【「ありがとう」と「すみません」どちらを用いる?】~ことばの虫メガネ①~
相手に感謝の気持ちを伝えるとき、「ありがとう」と「すみません」のどちらを使うべきか、悩んでしまった経験はないでしょうか。
日本人ならではの悩みと思いきや、古代中国でも“Thank you.”と“I’m sorry.”の両方の意味で使われていたようです。四書五経の『礼記』などにおいても、”謝”は「感謝」と「お詫び」の2つの意味が含まれています。日本でも昔は、「有難し」「かたじけない」といった言葉があり、今の意味につながっているかと思います。

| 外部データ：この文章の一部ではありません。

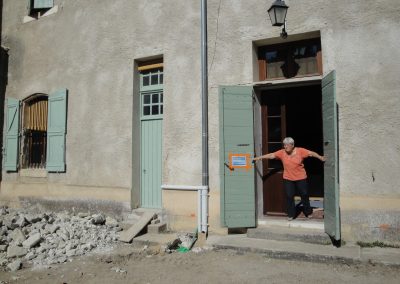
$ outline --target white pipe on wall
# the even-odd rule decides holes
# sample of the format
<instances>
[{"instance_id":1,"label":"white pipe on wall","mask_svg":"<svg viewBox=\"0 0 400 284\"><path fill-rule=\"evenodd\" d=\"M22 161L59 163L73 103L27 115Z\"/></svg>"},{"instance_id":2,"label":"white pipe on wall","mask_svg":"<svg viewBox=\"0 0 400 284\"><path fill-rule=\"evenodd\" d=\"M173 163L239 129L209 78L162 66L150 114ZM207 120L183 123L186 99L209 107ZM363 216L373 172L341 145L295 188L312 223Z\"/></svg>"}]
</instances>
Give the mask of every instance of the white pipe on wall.
<instances>
[{"instance_id":1,"label":"white pipe on wall","mask_svg":"<svg viewBox=\"0 0 400 284\"><path fill-rule=\"evenodd\" d=\"M207 232L208 229L208 186L204 185L161 185L163 190L197 191L197 231Z\"/></svg>"}]
</instances>

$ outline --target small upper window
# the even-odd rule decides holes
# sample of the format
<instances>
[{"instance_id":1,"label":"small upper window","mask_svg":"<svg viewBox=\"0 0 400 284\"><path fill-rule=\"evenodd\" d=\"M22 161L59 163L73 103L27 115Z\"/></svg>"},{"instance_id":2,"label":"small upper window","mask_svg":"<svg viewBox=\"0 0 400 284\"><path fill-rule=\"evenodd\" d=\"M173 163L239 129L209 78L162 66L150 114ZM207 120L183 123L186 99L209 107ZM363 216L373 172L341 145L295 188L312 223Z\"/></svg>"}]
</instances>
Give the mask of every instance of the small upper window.
<instances>
[{"instance_id":1,"label":"small upper window","mask_svg":"<svg viewBox=\"0 0 400 284\"><path fill-rule=\"evenodd\" d=\"M322 74L319 38L262 46L258 59L261 81Z\"/></svg>"},{"instance_id":2,"label":"small upper window","mask_svg":"<svg viewBox=\"0 0 400 284\"><path fill-rule=\"evenodd\" d=\"M38 19L53 6L54 0L29 0L29 16Z\"/></svg>"}]
</instances>

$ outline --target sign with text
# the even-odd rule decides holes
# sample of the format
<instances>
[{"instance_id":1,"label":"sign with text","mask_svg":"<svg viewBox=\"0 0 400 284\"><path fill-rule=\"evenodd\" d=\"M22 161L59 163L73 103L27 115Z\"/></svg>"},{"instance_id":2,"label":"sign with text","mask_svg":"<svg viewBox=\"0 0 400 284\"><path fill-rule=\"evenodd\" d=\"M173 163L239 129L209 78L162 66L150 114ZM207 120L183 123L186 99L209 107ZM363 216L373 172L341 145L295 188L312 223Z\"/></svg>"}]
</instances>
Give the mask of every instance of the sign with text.
<instances>
[{"instance_id":1,"label":"sign with text","mask_svg":"<svg viewBox=\"0 0 400 284\"><path fill-rule=\"evenodd\" d=\"M248 171L251 169L251 157L250 154L233 154L229 153L229 168L234 169L245 169Z\"/></svg>"}]
</instances>

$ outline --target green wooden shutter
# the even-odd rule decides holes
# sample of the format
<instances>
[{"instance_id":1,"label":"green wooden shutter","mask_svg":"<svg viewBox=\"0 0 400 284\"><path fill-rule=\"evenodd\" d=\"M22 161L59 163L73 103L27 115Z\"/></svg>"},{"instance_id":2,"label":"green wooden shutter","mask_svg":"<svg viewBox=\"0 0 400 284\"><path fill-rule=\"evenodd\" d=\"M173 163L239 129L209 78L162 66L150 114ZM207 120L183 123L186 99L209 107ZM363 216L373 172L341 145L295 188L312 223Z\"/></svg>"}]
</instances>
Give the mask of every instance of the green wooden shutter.
<instances>
[{"instance_id":1,"label":"green wooden shutter","mask_svg":"<svg viewBox=\"0 0 400 284\"><path fill-rule=\"evenodd\" d=\"M230 171L229 153L254 155L253 88L220 87L221 222L228 228L255 227L254 168Z\"/></svg>"},{"instance_id":2,"label":"green wooden shutter","mask_svg":"<svg viewBox=\"0 0 400 284\"><path fill-rule=\"evenodd\" d=\"M325 232L340 240L338 137L336 105L336 73L322 79L322 113L324 131L324 223Z\"/></svg>"},{"instance_id":3,"label":"green wooden shutter","mask_svg":"<svg viewBox=\"0 0 400 284\"><path fill-rule=\"evenodd\" d=\"M19 148L19 100L7 98L6 120L4 169L6 171L16 171Z\"/></svg>"},{"instance_id":4,"label":"green wooden shutter","mask_svg":"<svg viewBox=\"0 0 400 284\"><path fill-rule=\"evenodd\" d=\"M46 9L53 7L53 0L34 0L33 8L34 9Z\"/></svg>"},{"instance_id":5,"label":"green wooden shutter","mask_svg":"<svg viewBox=\"0 0 400 284\"><path fill-rule=\"evenodd\" d=\"M67 90L49 96L47 120L47 161L49 172L65 171L65 134L67 126Z\"/></svg>"}]
</instances>

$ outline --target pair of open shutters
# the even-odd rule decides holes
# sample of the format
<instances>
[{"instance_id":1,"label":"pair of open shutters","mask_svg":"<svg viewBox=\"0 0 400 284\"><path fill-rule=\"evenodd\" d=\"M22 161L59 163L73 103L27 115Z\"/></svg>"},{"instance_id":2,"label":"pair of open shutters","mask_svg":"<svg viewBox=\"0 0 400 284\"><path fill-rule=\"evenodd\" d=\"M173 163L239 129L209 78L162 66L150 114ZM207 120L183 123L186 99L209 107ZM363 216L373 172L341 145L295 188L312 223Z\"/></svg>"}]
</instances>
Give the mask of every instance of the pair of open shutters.
<instances>
[{"instance_id":1,"label":"pair of open shutters","mask_svg":"<svg viewBox=\"0 0 400 284\"><path fill-rule=\"evenodd\" d=\"M322 79L325 232L340 240L337 107L335 71ZM255 174L231 172L224 166L229 153L254 155L253 87L227 86L220 89L221 220L228 228L255 227Z\"/></svg>"},{"instance_id":2,"label":"pair of open shutters","mask_svg":"<svg viewBox=\"0 0 400 284\"><path fill-rule=\"evenodd\" d=\"M17 171L20 139L20 101L7 98L6 135L4 140L4 169ZM67 90L59 90L48 97L46 169L65 171L65 135L67 123Z\"/></svg>"}]
</instances>

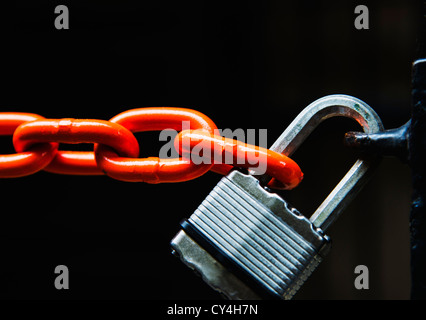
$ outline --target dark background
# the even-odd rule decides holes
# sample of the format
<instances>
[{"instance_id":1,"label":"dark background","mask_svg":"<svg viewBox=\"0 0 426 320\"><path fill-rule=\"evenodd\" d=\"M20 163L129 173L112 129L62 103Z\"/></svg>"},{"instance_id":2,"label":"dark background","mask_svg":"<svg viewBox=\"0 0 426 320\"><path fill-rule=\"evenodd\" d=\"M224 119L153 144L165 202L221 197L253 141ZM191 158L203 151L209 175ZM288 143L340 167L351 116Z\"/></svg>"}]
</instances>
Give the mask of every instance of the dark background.
<instances>
[{"instance_id":1,"label":"dark background","mask_svg":"<svg viewBox=\"0 0 426 320\"><path fill-rule=\"evenodd\" d=\"M54 27L60 4L70 30ZM369 30L354 27L359 4L369 8ZM0 110L107 120L131 108L187 107L219 128L267 128L271 145L309 103L344 93L398 127L410 117L419 15L415 1L402 0L19 1L1 9ZM305 179L283 196L299 211L309 216L349 169L356 153L343 134L357 129L327 120L294 154ZM157 133L136 137L141 157L164 143ZM11 137L1 142L2 153L13 152ZM218 298L169 242L219 179L150 185L39 172L1 180L0 297ZM408 299L410 185L408 166L384 159L330 228L333 249L295 298ZM69 290L54 287L60 264ZM369 290L354 287L360 264Z\"/></svg>"}]
</instances>

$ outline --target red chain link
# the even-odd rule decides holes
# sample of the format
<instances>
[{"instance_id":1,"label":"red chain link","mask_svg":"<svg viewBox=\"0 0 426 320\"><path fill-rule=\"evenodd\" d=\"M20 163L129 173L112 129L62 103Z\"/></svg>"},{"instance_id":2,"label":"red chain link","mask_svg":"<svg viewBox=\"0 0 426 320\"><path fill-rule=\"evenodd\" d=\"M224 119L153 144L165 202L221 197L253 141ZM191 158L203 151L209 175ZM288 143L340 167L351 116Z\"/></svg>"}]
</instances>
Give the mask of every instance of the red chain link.
<instances>
[{"instance_id":1,"label":"red chain link","mask_svg":"<svg viewBox=\"0 0 426 320\"><path fill-rule=\"evenodd\" d=\"M175 148L183 156L176 159L137 158L139 144L133 133L173 129L181 131ZM16 154L0 155L0 178L22 177L45 170L59 174L102 175L123 181L148 183L180 182L197 178L211 170L227 174L233 166L257 167L253 157L263 155L271 187L294 188L302 180L299 166L288 157L268 149L215 136L214 122L204 114L184 108L140 108L118 114L109 121L95 119L45 119L32 113L0 112L0 135L12 135ZM189 150L182 148L188 139ZM186 140L185 140L186 141ZM93 143L94 151L58 150L59 143ZM195 164L188 157L202 144L214 157L233 154L232 165ZM217 146L218 148L215 148ZM230 147L231 146L231 147ZM242 152L242 153L241 153ZM213 162L213 161L211 161Z\"/></svg>"},{"instance_id":2,"label":"red chain link","mask_svg":"<svg viewBox=\"0 0 426 320\"><path fill-rule=\"evenodd\" d=\"M2 112L0 115L0 135L12 135L20 124L43 119L33 113ZM0 177L17 178L36 173L52 161L57 150L57 143L43 143L16 154L0 155Z\"/></svg>"},{"instance_id":3,"label":"red chain link","mask_svg":"<svg viewBox=\"0 0 426 320\"><path fill-rule=\"evenodd\" d=\"M289 157L265 148L248 145L238 140L224 138L201 130L184 130L175 138L175 148L181 154L191 154L198 147L214 159L232 163L242 168L256 167L261 174L274 177L269 186L280 189L293 189L302 180L299 166ZM253 163L255 165L253 165ZM256 168L253 171L256 171ZM217 167L216 172L227 173L229 168ZM278 181L277 181L278 180ZM281 184L279 184L281 182Z\"/></svg>"},{"instance_id":4,"label":"red chain link","mask_svg":"<svg viewBox=\"0 0 426 320\"><path fill-rule=\"evenodd\" d=\"M93 119L45 119L20 125L13 134L13 145L22 152L39 142L104 143L119 154L128 157L139 155L135 136L125 127ZM78 160L76 160L78 159ZM82 161L85 159L85 161ZM93 152L58 151L48 171L67 174L87 174L96 167ZM96 172L99 174L99 169ZM101 171L100 171L101 172Z\"/></svg>"},{"instance_id":5,"label":"red chain link","mask_svg":"<svg viewBox=\"0 0 426 320\"><path fill-rule=\"evenodd\" d=\"M110 120L132 132L182 130L182 122L188 121L190 129L204 129L213 133L216 125L204 114L183 108L141 108L125 111ZM188 159L123 158L103 145L95 146L96 162L105 173L123 181L148 183L180 182L197 178L210 170L212 164L196 165Z\"/></svg>"}]
</instances>

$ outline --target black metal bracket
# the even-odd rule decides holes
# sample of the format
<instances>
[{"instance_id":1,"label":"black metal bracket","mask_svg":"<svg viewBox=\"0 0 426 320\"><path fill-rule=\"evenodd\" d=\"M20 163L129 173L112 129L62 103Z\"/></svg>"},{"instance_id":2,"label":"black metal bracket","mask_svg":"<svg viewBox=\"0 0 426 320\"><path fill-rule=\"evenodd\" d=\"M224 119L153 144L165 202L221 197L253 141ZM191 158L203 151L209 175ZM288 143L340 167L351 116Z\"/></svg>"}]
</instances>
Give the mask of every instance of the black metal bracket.
<instances>
[{"instance_id":1,"label":"black metal bracket","mask_svg":"<svg viewBox=\"0 0 426 320\"><path fill-rule=\"evenodd\" d=\"M411 120L399 128L379 133L348 132L345 135L345 144L364 153L394 156L408 162L410 126Z\"/></svg>"}]
</instances>

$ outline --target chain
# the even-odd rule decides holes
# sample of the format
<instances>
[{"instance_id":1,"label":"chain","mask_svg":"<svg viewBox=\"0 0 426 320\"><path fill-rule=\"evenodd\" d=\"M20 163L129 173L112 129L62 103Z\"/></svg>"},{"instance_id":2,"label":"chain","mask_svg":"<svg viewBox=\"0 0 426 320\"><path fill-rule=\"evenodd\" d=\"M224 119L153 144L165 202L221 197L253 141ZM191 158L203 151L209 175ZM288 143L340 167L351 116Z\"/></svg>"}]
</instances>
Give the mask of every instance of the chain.
<instances>
[{"instance_id":1,"label":"chain","mask_svg":"<svg viewBox=\"0 0 426 320\"><path fill-rule=\"evenodd\" d=\"M133 133L180 131L183 122L189 123L189 128L174 140L181 157L138 158L139 144ZM265 173L273 178L268 186L292 189L302 180L299 166L285 155L215 135L216 129L206 115L185 108L131 109L109 121L45 119L33 113L0 112L0 135L13 135L16 151L0 155L0 178L23 177L44 170L69 175L106 174L129 182L181 182L208 171L227 174L234 167L259 167L259 162L265 161ZM93 143L94 149L58 150L60 143ZM191 154L196 146L202 147L212 161L194 163ZM214 163L218 158L231 159L231 163Z\"/></svg>"}]
</instances>

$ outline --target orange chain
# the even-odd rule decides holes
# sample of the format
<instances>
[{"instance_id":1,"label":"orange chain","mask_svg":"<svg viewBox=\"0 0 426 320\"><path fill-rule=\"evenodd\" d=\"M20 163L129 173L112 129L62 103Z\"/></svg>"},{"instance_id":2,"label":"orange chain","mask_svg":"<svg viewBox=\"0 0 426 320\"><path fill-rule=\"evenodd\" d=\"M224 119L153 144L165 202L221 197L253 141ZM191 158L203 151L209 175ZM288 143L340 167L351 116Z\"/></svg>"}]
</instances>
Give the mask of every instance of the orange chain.
<instances>
[{"instance_id":1,"label":"orange chain","mask_svg":"<svg viewBox=\"0 0 426 320\"><path fill-rule=\"evenodd\" d=\"M133 133L182 129L174 145L181 155L176 159L138 158L139 144ZM303 178L299 166L274 151L214 135L217 129L206 115L185 108L140 108L122 112L109 121L95 119L45 119L33 113L0 112L0 135L13 135L15 154L0 155L0 178L27 176L40 170L70 175L103 175L122 181L147 183L181 182L211 170L227 174L233 167L252 168L249 161L259 154L267 161L266 174L273 177L270 187L292 189ZM187 143L185 143L187 142ZM58 150L59 143L93 143L94 150ZM192 148L206 150L232 164L191 161ZM238 151L238 152L237 152ZM219 153L219 154L217 154Z\"/></svg>"}]
</instances>

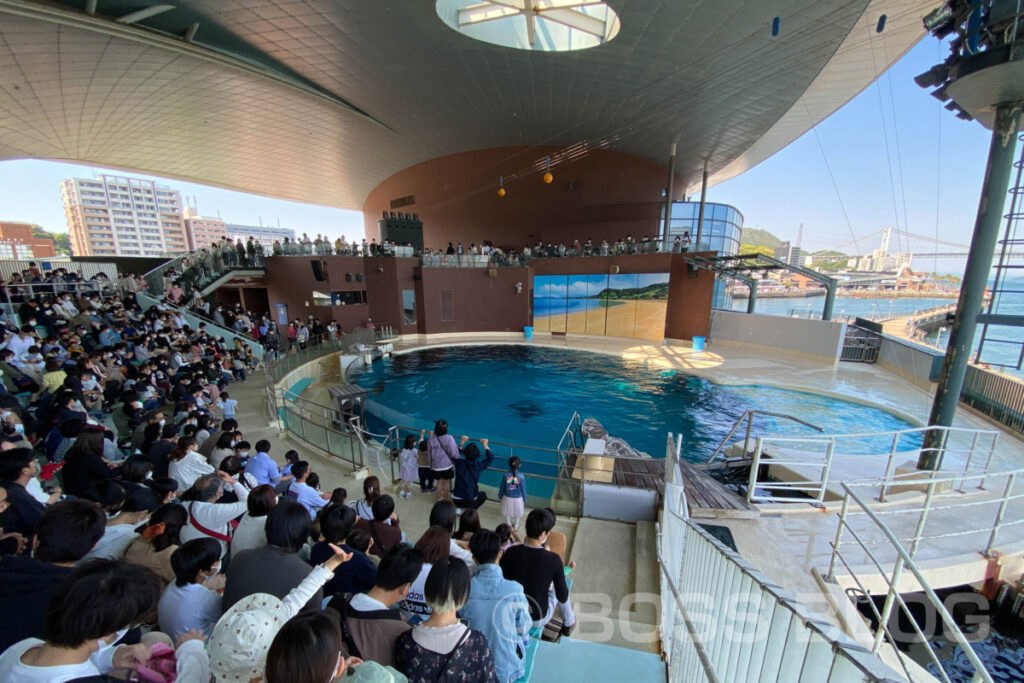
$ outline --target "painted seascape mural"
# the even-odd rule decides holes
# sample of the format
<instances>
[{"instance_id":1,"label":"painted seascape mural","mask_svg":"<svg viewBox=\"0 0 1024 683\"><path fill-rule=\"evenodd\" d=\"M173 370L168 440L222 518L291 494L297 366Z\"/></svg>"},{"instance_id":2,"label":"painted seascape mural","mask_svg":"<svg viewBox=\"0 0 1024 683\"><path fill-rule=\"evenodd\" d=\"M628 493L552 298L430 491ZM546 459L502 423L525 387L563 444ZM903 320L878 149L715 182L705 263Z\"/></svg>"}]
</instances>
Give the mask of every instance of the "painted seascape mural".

そのため、相手に感謝を伝えるときは「ありがとう」と「すみません」のどちらでも正解だと、日本社会ではいえます。少々厄介なのは、外国の方とやりとりするときでしょうか笑
私は職業柄、言葉やコミュニケーションについて考えることが多いですが、「辞達」(じたつ)という考えを大事にしています。これは『論語』に出てくる言葉ですが、「辞は達するのみ」と読みます。
「意味を十分に伝えることが大切」「意味が通じれば良い」とこれまた2つの解釈ができるのですが、ようは「お互いが結果として理解し合えている状態を保つのが大事」と個人的には受け止めています。時と場所、場合に合わせて行動や言動をわきまえる”TPO”が大切という話ですが、ここでポイントなのが「相手の存在を忘れない」ことだと感じています。
マナーだからと、TPOだけをテンプレとして守ればいいという話ではなく、「心の通った接し方を心がけよう」というニュアンスでとらえています。「ありがとう」「すみません」は誰もが知っている言葉ですが、基本だからこそ用法が奥深いところがありますね。たまには、この2つの言葉について考えてみると、身近な方や大切にしたい人に感謝の気持ちが湧いてくるかもしれませんね。